The simplicity extends beyond just the content offering—Lone Ruin also feels rather shallow in terms of its mechanics. What’s here is fine, but it’s desperately in need of a combo system like the one in Assault Android Cactus or the polarity switching in Ikaruga—something to elevate the action a step above the senseless dodging and shooting that most fights devolve into and to instill a sense of deeper strategy. Without that extra X-factor, it becomes difficult to get very invested in Lone Ruin, because there’s not much to cling to here that you haven’t seen and done before. It has the fundamentals of the genre down and it executes them well, but it never feels any more than the sum of its parts. For better or worse, this is ‘just’ another twin-stick shooter.
As for its presentation, Lone Ruin goes for a cool visual style that utilizes what looks like a cross between voxels and traditional 2D pixel art. Characters and enemies are ostensibly 2D sprites, but a closer look reveals that some parts of the sprites are 3D models that fill them out and add in extra animation potential. Though the dark neon-drenched ruins can look a little samey as you advance through biomes, the action itself looks quite stylish when you have all these quasi-2D sprites zipping about and exploding in bombastic pink fireworks.

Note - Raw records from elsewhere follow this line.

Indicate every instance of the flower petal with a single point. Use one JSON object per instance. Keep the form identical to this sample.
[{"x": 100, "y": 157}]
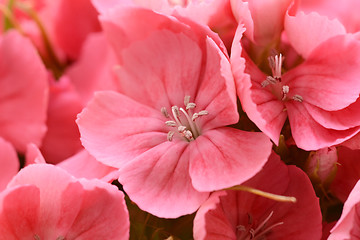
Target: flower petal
[
  {"x": 329, "y": 78},
  {"x": 23, "y": 98},
  {"x": 19, "y": 209},
  {"x": 306, "y": 31},
  {"x": 225, "y": 157},
  {"x": 310, "y": 135},
  {"x": 115, "y": 129},
  {"x": 162, "y": 173}
]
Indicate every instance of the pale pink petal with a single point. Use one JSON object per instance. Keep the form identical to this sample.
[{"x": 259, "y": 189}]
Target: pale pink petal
[
  {"x": 348, "y": 226},
  {"x": 9, "y": 163},
  {"x": 158, "y": 181},
  {"x": 115, "y": 129},
  {"x": 83, "y": 19},
  {"x": 260, "y": 105},
  {"x": 329, "y": 77},
  {"x": 33, "y": 155},
  {"x": 227, "y": 211},
  {"x": 348, "y": 173},
  {"x": 19, "y": 207},
  {"x": 265, "y": 21},
  {"x": 225, "y": 157},
  {"x": 23, "y": 99},
  {"x": 88, "y": 74},
  {"x": 310, "y": 135},
  {"x": 162, "y": 60},
  {"x": 45, "y": 177},
  {"x": 339, "y": 120},
  {"x": 102, "y": 215},
  {"x": 306, "y": 31},
  {"x": 83, "y": 165},
  {"x": 216, "y": 92},
  {"x": 62, "y": 138}
]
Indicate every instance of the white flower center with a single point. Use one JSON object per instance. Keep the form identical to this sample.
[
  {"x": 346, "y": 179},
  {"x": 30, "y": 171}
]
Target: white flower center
[
  {"x": 280, "y": 90},
  {"x": 259, "y": 233},
  {"x": 183, "y": 120}
]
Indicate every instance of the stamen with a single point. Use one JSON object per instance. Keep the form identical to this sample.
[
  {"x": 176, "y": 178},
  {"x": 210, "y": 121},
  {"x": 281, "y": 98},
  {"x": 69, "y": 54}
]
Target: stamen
[
  {"x": 170, "y": 136},
  {"x": 170, "y": 123},
  {"x": 186, "y": 100},
  {"x": 285, "y": 90},
  {"x": 297, "y": 98},
  {"x": 164, "y": 112},
  {"x": 183, "y": 120}
]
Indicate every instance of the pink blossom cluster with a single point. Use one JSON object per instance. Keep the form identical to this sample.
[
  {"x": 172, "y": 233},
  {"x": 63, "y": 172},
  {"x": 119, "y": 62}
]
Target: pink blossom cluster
[{"x": 178, "y": 119}]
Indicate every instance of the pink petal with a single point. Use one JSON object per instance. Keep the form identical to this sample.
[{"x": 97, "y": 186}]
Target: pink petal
[
  {"x": 115, "y": 129},
  {"x": 20, "y": 207},
  {"x": 310, "y": 135},
  {"x": 348, "y": 226},
  {"x": 260, "y": 105},
  {"x": 62, "y": 138},
  {"x": 266, "y": 21},
  {"x": 339, "y": 120},
  {"x": 162, "y": 173},
  {"x": 216, "y": 92},
  {"x": 45, "y": 177},
  {"x": 83, "y": 165},
  {"x": 348, "y": 173},
  {"x": 102, "y": 215},
  {"x": 23, "y": 99},
  {"x": 33, "y": 155},
  {"x": 215, "y": 163},
  {"x": 9, "y": 163},
  {"x": 224, "y": 212},
  {"x": 161, "y": 70},
  {"x": 306, "y": 31},
  {"x": 88, "y": 74},
  {"x": 329, "y": 77},
  {"x": 83, "y": 19}
]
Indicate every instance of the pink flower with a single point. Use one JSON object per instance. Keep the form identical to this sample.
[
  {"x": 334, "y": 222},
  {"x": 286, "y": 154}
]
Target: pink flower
[
  {"x": 241, "y": 215},
  {"x": 24, "y": 92},
  {"x": 9, "y": 163},
  {"x": 165, "y": 130},
  {"x": 319, "y": 96},
  {"x": 348, "y": 226},
  {"x": 45, "y": 202}
]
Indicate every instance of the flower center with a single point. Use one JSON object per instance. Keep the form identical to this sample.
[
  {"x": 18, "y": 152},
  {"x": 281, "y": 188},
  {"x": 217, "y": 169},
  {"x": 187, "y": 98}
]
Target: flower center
[
  {"x": 280, "y": 90},
  {"x": 249, "y": 232},
  {"x": 183, "y": 120}
]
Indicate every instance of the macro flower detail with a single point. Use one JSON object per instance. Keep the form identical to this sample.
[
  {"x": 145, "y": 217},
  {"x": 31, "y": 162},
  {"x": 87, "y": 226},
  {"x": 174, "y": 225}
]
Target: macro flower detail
[
  {"x": 168, "y": 135},
  {"x": 183, "y": 120}
]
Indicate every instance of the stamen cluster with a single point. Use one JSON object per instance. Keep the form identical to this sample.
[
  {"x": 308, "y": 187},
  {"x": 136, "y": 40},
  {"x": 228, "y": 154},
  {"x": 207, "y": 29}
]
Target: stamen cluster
[{"x": 183, "y": 120}]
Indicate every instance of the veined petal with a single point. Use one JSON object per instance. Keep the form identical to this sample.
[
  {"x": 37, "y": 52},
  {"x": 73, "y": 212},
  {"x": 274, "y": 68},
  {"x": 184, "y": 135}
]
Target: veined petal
[
  {"x": 339, "y": 120},
  {"x": 24, "y": 94},
  {"x": 162, "y": 173},
  {"x": 225, "y": 157},
  {"x": 216, "y": 92},
  {"x": 329, "y": 77},
  {"x": 310, "y": 135},
  {"x": 9, "y": 163},
  {"x": 260, "y": 105},
  {"x": 306, "y": 31},
  {"x": 161, "y": 70},
  {"x": 19, "y": 207},
  {"x": 115, "y": 129}
]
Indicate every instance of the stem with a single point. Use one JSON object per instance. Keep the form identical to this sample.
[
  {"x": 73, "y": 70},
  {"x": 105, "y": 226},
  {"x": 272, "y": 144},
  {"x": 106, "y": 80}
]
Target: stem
[{"x": 279, "y": 198}]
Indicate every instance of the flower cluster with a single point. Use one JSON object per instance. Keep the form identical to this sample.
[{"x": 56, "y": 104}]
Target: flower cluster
[{"x": 178, "y": 119}]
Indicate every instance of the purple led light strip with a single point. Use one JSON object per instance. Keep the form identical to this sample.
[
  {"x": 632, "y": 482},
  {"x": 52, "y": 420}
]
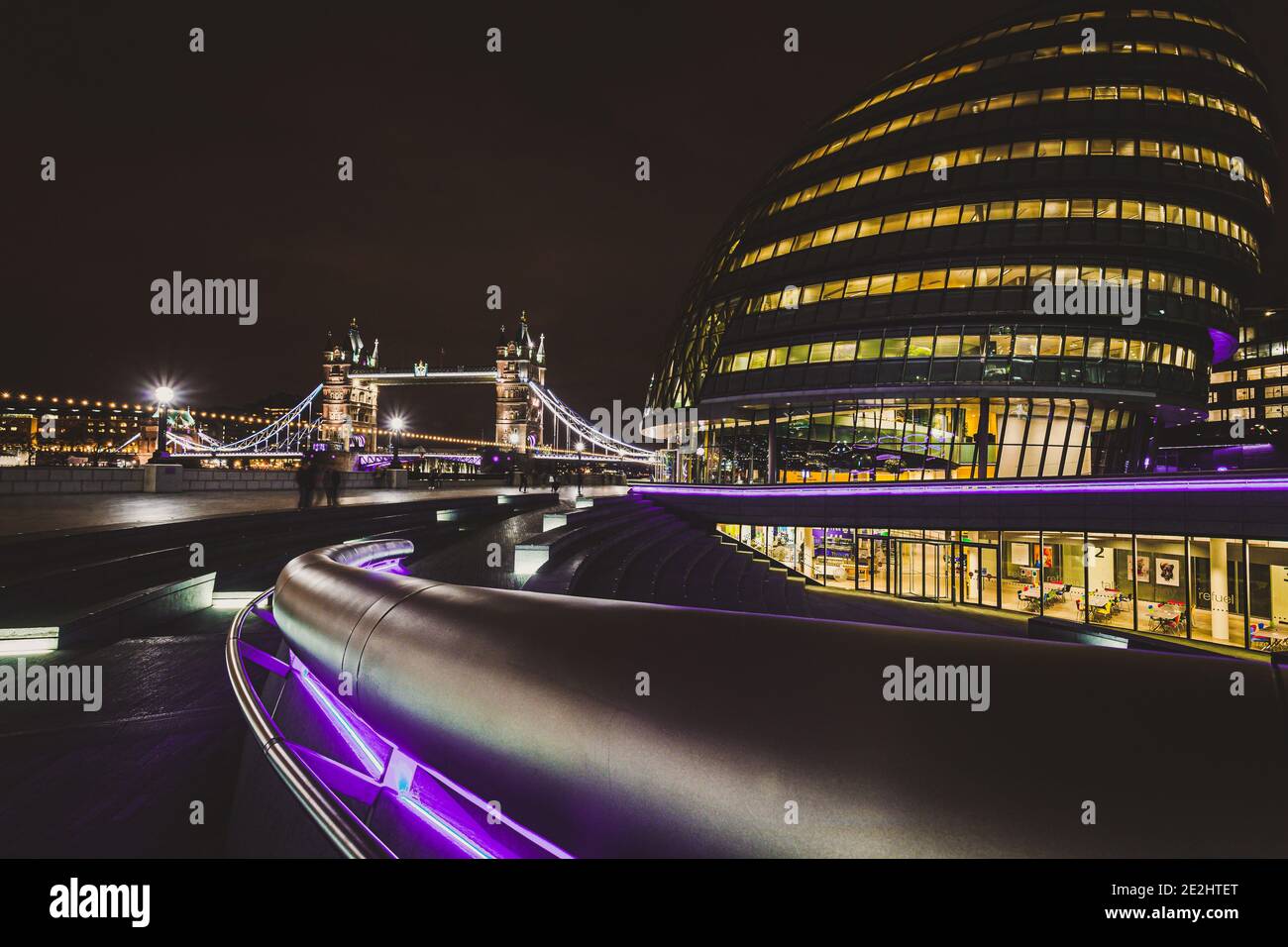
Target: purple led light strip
[
  {"x": 967, "y": 488},
  {"x": 335, "y": 712}
]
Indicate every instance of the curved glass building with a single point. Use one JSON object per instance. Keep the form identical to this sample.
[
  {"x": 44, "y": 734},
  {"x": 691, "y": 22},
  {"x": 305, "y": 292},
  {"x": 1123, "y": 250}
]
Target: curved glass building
[{"x": 1018, "y": 256}]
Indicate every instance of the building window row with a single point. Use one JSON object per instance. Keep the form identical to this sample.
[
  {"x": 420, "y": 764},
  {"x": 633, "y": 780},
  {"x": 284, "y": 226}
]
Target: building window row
[
  {"x": 991, "y": 275},
  {"x": 940, "y": 344},
  {"x": 1265, "y": 350},
  {"x": 1122, "y": 47},
  {"x": 1024, "y": 209},
  {"x": 1031, "y": 97},
  {"x": 887, "y": 440},
  {"x": 1214, "y": 590},
  {"x": 1018, "y": 151},
  {"x": 1069, "y": 18}
]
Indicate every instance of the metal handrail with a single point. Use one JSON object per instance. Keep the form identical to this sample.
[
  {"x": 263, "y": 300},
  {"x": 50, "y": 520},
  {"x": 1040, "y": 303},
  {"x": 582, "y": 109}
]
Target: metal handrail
[{"x": 344, "y": 830}]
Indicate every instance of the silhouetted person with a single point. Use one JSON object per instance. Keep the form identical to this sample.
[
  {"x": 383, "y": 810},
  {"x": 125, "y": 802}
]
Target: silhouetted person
[{"x": 307, "y": 479}]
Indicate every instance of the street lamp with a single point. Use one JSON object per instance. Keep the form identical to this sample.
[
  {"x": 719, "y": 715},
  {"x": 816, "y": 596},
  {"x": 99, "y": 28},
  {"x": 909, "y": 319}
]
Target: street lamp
[
  {"x": 395, "y": 425},
  {"x": 165, "y": 395}
]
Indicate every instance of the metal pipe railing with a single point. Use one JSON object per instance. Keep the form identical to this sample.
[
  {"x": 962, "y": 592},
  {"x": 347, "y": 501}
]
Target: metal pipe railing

The only issue here is that performance isn’t quite up to par. In docked mode, we found that Lone Ruin sticks to its 60 FPS target for most of the time, but there were some instances we observed where the frame rate seemed to dip down a bit to what appeared to be the high 30s. In portable mode, we noted these frame drops were more frequent, but even in this case, 60 FPS was the norm most of the time. While perfect performance would be appreciated here—especially for a game as twitchy as this—the occasional hitches aren’t enough to substantially affect the gameplay experience.
As for its soundtrack, Lone Ruin mostly sticks to a collection of drum ‘n’ bass and darkwave tracks, which have just the right mixture of intensity and tranquility. Despite the high stakes, there can be something oddly zen-like and relaxing about dodging projectiles and just barely staying ahead of certain death, and the music here manages to capture that feeling perfectly.
Those of you who just want a straight, no-nonsense twin-stick shooter will find a lot to love about Lone Ruin, while those looking for a more ambitious project may want to look elsewhere. Tight controls, dark aesthetics, tough-but-fair gameplay, and a diverse collection of weapons and upgrades all come together to make this one a worthwhile purchase, with the caveat that it's also about as basic as a twin-stick shooter can get, which limits its staying power somewhat. We’d give Lone Ruin a light recommendation for anyone who considers themselves a twin-stick fan, though this may perhaps be one to wait for a sale.